Les ESI peuvent-elles trouver une véritable place entre le marché et l’Etat ?

Il est vrai que l’on considère trop souvent les organisations de l’économie sociale et solidaire comme un simple appendice du marché ou des politiques publiques. Cette analyse repose sur une conception duale de l’économie, avec, d’une part, le secteur marchand lucratif et, de l’autre, le service public. En réalité, les choses sont beaucoup plus complexes. Il existe une pluralité d’acteurs sur le territoire, et notre objectif est de la rendre visible. C’est d’ailleurs pour cette raison que le concept d’entreprise sociale est intéressant car il permet de penser un autre type d’entreprise, même s’il ne faut pas en faire une panacée.

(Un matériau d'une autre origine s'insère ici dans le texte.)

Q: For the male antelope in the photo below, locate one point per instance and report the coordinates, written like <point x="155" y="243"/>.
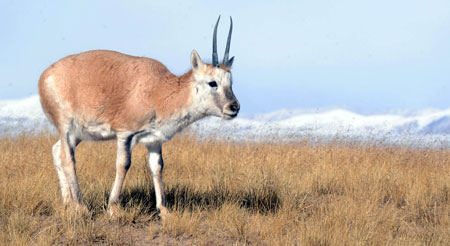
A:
<point x="102" y="95"/>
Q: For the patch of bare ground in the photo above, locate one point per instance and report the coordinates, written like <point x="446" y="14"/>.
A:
<point x="224" y="193"/>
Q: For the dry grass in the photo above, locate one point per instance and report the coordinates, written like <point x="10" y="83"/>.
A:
<point x="232" y="194"/>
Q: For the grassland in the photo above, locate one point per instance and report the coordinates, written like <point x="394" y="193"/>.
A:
<point x="220" y="193"/>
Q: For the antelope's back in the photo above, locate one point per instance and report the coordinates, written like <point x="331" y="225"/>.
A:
<point x="100" y="86"/>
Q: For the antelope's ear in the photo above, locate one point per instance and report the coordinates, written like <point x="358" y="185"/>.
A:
<point x="196" y="62"/>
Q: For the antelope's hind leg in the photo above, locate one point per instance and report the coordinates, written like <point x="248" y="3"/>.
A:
<point x="57" y="162"/>
<point x="156" y="166"/>
<point x="123" y="163"/>
<point x="63" y="153"/>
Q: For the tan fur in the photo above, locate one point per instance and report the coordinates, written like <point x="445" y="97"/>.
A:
<point x="107" y="86"/>
<point x="101" y="95"/>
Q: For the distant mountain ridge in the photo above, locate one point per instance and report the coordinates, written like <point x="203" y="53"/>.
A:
<point x="421" y="125"/>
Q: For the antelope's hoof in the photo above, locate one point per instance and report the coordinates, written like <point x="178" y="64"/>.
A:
<point x="163" y="212"/>
<point x="113" y="210"/>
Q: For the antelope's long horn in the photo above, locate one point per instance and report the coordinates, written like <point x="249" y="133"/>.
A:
<point x="215" y="56"/>
<point x="227" y="49"/>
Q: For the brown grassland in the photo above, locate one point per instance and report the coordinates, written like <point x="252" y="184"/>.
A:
<point x="223" y="193"/>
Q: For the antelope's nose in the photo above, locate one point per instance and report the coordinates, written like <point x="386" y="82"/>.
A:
<point x="235" y="106"/>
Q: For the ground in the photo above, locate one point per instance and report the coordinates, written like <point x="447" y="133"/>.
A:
<point x="221" y="192"/>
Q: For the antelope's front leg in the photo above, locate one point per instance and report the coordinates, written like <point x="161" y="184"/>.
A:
<point x="156" y="166"/>
<point x="123" y="163"/>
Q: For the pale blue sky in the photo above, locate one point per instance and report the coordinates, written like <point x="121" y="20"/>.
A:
<point x="366" y="56"/>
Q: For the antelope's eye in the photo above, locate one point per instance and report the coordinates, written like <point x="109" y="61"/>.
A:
<point x="212" y="84"/>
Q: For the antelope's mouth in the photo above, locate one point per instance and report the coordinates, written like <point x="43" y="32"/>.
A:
<point x="230" y="116"/>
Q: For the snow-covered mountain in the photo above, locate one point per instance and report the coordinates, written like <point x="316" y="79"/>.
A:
<point x="424" y="126"/>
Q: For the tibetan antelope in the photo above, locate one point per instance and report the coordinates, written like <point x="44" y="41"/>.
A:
<point x="102" y="95"/>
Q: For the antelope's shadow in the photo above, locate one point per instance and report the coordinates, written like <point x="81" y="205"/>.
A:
<point x="183" y="197"/>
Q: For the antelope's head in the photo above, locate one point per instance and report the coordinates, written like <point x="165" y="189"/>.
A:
<point x="213" y="82"/>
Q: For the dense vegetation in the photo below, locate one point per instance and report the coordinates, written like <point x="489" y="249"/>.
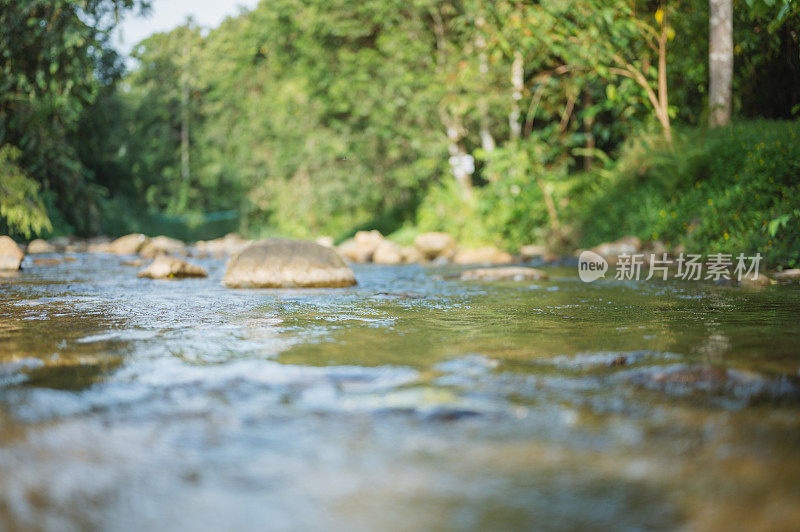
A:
<point x="309" y="117"/>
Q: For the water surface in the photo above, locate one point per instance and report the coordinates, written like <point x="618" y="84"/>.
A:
<point x="411" y="401"/>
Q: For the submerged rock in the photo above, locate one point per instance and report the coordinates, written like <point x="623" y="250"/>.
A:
<point x="504" y="274"/>
<point x="436" y="245"/>
<point x="128" y="244"/>
<point x="761" y="280"/>
<point x="162" y="245"/>
<point x="325" y="241"/>
<point x="283" y="263"/>
<point x="40" y="246"/>
<point x="164" y="267"/>
<point x="485" y="255"/>
<point x="788" y="276"/>
<point x="682" y="379"/>
<point x="10" y="254"/>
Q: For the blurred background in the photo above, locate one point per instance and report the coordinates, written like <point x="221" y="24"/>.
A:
<point x="505" y="123"/>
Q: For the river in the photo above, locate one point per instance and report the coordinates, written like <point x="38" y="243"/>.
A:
<point x="411" y="401"/>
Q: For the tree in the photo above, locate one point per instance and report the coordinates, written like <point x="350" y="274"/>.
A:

Quel avenir est possible pour les entreprises sociales ?

Trois grands scénarios se profilent. Le premier est la constitution d’un secteur d’emploi vraiment protégé, un peu comme dans le secteur du handicap, destiné aux personnes dont on pense qu’elles ne pourront plus intégrer le marché du travail. Cette tendance est déjà très présente. Un deuxième scénario privilégie, à l’inverse, une logique quasi marchande. On accorderait aux entreprises sociales d’insertion des subventions très ciblées, sachant qu’elles pourraient être mises en concurrence avec des entreprises classiques se portant candidates pour réaliser le même travail. Ces subventions seraient à durée limitée puisque le but serait que les personnes prises en charge réintègrent rapidement le marché du travail. Le troisième scénario, qui a notre préférence, vise à favoriser un développement territorial beaucoup plus large des entreprises sociales d’insertion. Cela nécessiterait de substituer aux logiques ciblées actuelles une logique transversale par la constitution d’alliances avec d’autres structures. Il ne faut pas voir dansles entreprises sociales d’insertion leur seule action de requalification des personnes, mais les considérer comme de véritables acteurs économiques sur leur territoire.

Propos recueillis par Jérôme Vachon

Repères

Marthe Nyssens enseigne l’économie sociale à l’université catholique de Louvain. Elle est l’un des membres fondateurs du réseau EMES qui fédère des centres de recherche autour des problématiques de l’économie sociale et solidaire et de l’entreprise sociale. Elle a codirigé avec Laurent Gardin et Jean-Louis Laville Entreprise sociale et insertion. Une perspective internationale (Ed. Desclée de Brouwer, 2012).